Die Darstellungen des Berliner LAF stehen in krassem Widerspruch zu den Akten der Sicherheitsbehörden, aus denen die "Bild" in der vergangenen Woche zitiert hat. Dort hieß es, dass die Somalier "eigenmächtig und mit vollzogener unerlaubter Einreise bis nach Berlin gefahren sind und dort erneut Asylanträge gestellt haben". Ein Sprecher des Berliner Innensenats sagte dem "Tagesspiegel" zudem: "Die betreffenden Personen haben sich in Berlin mit einem Asylbegehren gemeldet, das nun rechtsstaatlich geprüft wird."
Ungereimtheiten haben Recherchen von FOCUS online auch bei der gescheiterten geordneten Übergabe der drei Somalier an deutsche Behörden ergeben. Die Bundespolizei beschuldigt laut "Bild" die Anwältin des Trios, sie habe die Beamten abblitzen lassen. Pro Asyl wiederum behauptet, sie habe alles dafür gegeben. Von der Einreise der Somalier habe der Verein selbst erst aus den Medien erfahren.
Doch kein Kirchenasyl für Somalier
Auch Berichte über angebliches Kirchenasyl für die Somalier dementieren LAF und Evangelische Kirche Berlin auf Nachfrage.

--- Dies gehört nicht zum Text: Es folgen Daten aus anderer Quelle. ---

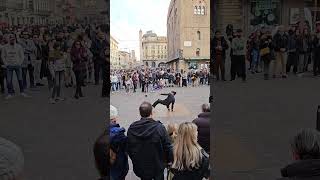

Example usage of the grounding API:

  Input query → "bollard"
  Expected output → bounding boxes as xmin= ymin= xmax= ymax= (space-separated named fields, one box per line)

xmin=317 ymin=105 xmax=320 ymax=131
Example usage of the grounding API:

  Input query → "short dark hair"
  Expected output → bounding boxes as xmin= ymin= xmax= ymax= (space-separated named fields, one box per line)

xmin=201 ymin=104 xmax=210 ymax=112
xmin=139 ymin=102 xmax=152 ymax=117
xmin=291 ymin=129 xmax=320 ymax=160
xmin=93 ymin=133 xmax=110 ymax=177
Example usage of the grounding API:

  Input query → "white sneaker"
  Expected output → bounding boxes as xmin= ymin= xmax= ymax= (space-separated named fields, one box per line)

xmin=49 ymin=98 xmax=56 ymax=104
xmin=20 ymin=93 xmax=31 ymax=98
xmin=5 ymin=94 xmax=13 ymax=100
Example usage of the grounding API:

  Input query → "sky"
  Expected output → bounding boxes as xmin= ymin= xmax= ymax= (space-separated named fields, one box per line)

xmin=110 ymin=0 xmax=170 ymax=60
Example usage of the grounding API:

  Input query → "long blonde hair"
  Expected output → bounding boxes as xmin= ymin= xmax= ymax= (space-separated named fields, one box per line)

xmin=172 ymin=122 xmax=202 ymax=171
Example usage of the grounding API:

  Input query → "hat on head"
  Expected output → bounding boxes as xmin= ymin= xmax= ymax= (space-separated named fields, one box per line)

xmin=0 ymin=138 xmax=24 ymax=180
xmin=110 ymin=105 xmax=118 ymax=119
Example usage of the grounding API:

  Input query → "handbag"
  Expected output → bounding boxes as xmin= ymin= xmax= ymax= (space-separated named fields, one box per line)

xmin=260 ymin=47 xmax=270 ymax=56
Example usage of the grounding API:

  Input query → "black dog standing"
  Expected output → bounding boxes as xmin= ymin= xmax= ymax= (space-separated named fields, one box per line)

xmin=152 ymin=91 xmax=177 ymax=111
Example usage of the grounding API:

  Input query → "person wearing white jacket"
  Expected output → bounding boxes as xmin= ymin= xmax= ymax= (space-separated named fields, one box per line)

xmin=1 ymin=34 xmax=27 ymax=99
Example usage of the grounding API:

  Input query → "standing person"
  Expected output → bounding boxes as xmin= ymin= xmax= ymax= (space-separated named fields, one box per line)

xmin=303 ymin=28 xmax=312 ymax=72
xmin=49 ymin=42 xmax=66 ymax=104
xmin=259 ymin=31 xmax=273 ymax=80
xmin=111 ymin=72 xmax=118 ymax=92
xmin=313 ymin=29 xmax=320 ymax=76
xmin=65 ymin=48 xmax=75 ymax=88
xmin=101 ymin=46 xmax=110 ymax=98
xmin=0 ymin=138 xmax=25 ymax=180
xmin=231 ymin=29 xmax=246 ymax=82
xmin=91 ymin=32 xmax=108 ymax=85
xmin=19 ymin=31 xmax=37 ymax=89
xmin=127 ymin=102 xmax=173 ymax=180
xmin=182 ymin=71 xmax=188 ymax=87
xmin=176 ymin=72 xmax=181 ymax=87
xmin=250 ymin=31 xmax=261 ymax=74
xmin=109 ymin=105 xmax=129 ymax=180
xmin=212 ymin=31 xmax=229 ymax=81
xmin=71 ymin=41 xmax=87 ymax=99
xmin=152 ymin=91 xmax=177 ymax=111
xmin=1 ymin=34 xmax=28 ymax=99
xmin=287 ymin=29 xmax=299 ymax=74
xmin=192 ymin=104 xmax=211 ymax=154
xmin=0 ymin=34 xmax=6 ymax=94
xmin=171 ymin=122 xmax=210 ymax=180
xmin=273 ymin=26 xmax=288 ymax=78
xmin=33 ymin=34 xmax=44 ymax=86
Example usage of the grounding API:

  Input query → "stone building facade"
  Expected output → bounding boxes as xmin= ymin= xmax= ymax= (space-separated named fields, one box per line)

xmin=167 ymin=0 xmax=210 ymax=71
xmin=139 ymin=30 xmax=167 ymax=68
xmin=214 ymin=0 xmax=320 ymax=35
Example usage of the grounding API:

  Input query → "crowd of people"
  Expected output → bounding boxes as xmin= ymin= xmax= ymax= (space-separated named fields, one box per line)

xmin=110 ymin=68 xmax=210 ymax=93
xmin=211 ymin=23 xmax=320 ymax=82
xmin=0 ymin=24 xmax=110 ymax=104
xmin=102 ymin=102 xmax=211 ymax=180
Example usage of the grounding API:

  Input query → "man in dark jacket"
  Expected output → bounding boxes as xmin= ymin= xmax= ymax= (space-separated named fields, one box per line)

xmin=273 ymin=26 xmax=288 ymax=78
xmin=109 ymin=105 xmax=129 ymax=180
xmin=90 ymin=32 xmax=108 ymax=85
xmin=212 ymin=31 xmax=229 ymax=81
xmin=152 ymin=91 xmax=177 ymax=111
xmin=193 ymin=104 xmax=211 ymax=154
xmin=279 ymin=130 xmax=320 ymax=180
xmin=127 ymin=102 xmax=173 ymax=180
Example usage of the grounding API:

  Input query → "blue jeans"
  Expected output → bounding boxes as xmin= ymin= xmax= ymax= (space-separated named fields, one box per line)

xmin=252 ymin=49 xmax=260 ymax=71
xmin=7 ymin=66 xmax=23 ymax=94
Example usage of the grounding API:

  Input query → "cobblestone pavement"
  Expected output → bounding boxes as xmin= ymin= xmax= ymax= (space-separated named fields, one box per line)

xmin=110 ymin=86 xmax=210 ymax=180
xmin=211 ymin=71 xmax=320 ymax=180
xmin=0 ymin=86 xmax=109 ymax=180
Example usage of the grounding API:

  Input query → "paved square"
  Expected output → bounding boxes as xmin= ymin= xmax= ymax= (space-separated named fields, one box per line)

xmin=110 ymin=86 xmax=210 ymax=180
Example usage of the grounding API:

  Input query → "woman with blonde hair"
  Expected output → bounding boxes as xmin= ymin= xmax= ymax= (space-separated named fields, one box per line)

xmin=171 ymin=122 xmax=210 ymax=180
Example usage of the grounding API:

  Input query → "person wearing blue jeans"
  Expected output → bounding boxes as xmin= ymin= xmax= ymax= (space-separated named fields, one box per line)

xmin=1 ymin=34 xmax=28 ymax=99
xmin=6 ymin=65 xmax=24 ymax=95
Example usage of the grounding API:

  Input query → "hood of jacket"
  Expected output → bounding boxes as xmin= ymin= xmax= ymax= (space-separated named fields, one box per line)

xmin=281 ymin=159 xmax=320 ymax=178
xmin=128 ymin=118 xmax=161 ymax=139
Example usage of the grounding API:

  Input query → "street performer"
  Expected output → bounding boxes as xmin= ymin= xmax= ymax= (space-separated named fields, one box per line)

xmin=152 ymin=91 xmax=177 ymax=111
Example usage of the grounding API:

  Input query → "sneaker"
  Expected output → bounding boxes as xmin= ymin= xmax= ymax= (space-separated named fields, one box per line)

xmin=5 ymin=94 xmax=13 ymax=100
xmin=20 ymin=93 xmax=31 ymax=98
xmin=49 ymin=98 xmax=56 ymax=104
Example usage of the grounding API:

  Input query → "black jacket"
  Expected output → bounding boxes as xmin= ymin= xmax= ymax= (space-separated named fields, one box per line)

xmin=278 ymin=159 xmax=320 ymax=180
xmin=161 ymin=93 xmax=176 ymax=104
xmin=170 ymin=149 xmax=210 ymax=180
xmin=127 ymin=118 xmax=173 ymax=179
xmin=211 ymin=37 xmax=229 ymax=58
xmin=193 ymin=112 xmax=211 ymax=154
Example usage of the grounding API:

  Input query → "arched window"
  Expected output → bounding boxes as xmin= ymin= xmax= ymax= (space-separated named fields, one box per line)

xmin=196 ymin=48 xmax=200 ymax=57
xmin=201 ymin=6 xmax=206 ymax=15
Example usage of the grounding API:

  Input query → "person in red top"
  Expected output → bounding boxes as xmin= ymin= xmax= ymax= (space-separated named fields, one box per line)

Das kommt laut einer Kirchensprecherin aktuell auch nicht in Frage, weil das Asylverfahren noch läuft – Kirchenasyl komme erst als letztes Mittel in Betracht, wenn nach einer Ablehnung alle juristischen Mittel ausgeschöpft seien und dennoch gewichtige humanitäre Gründe gegen eine Abschiebung sprächen. Das Verfahren ist mit dem Bundesamt für Migration und Flüchtlinge geregelt.
Die Asylsuchenden sind im Berliner Ankunftszentrum gemeldet, werden dort sozial und medizinisch "engmaschig betreut", wie es heißt. Am Mittwoch haben sie sich nach Informationen von FOCUS online zuletzt dort für einen Termin aufgehalten. Ob sie dort aktuell übernachten und wohnen, will das LAF nicht sagen.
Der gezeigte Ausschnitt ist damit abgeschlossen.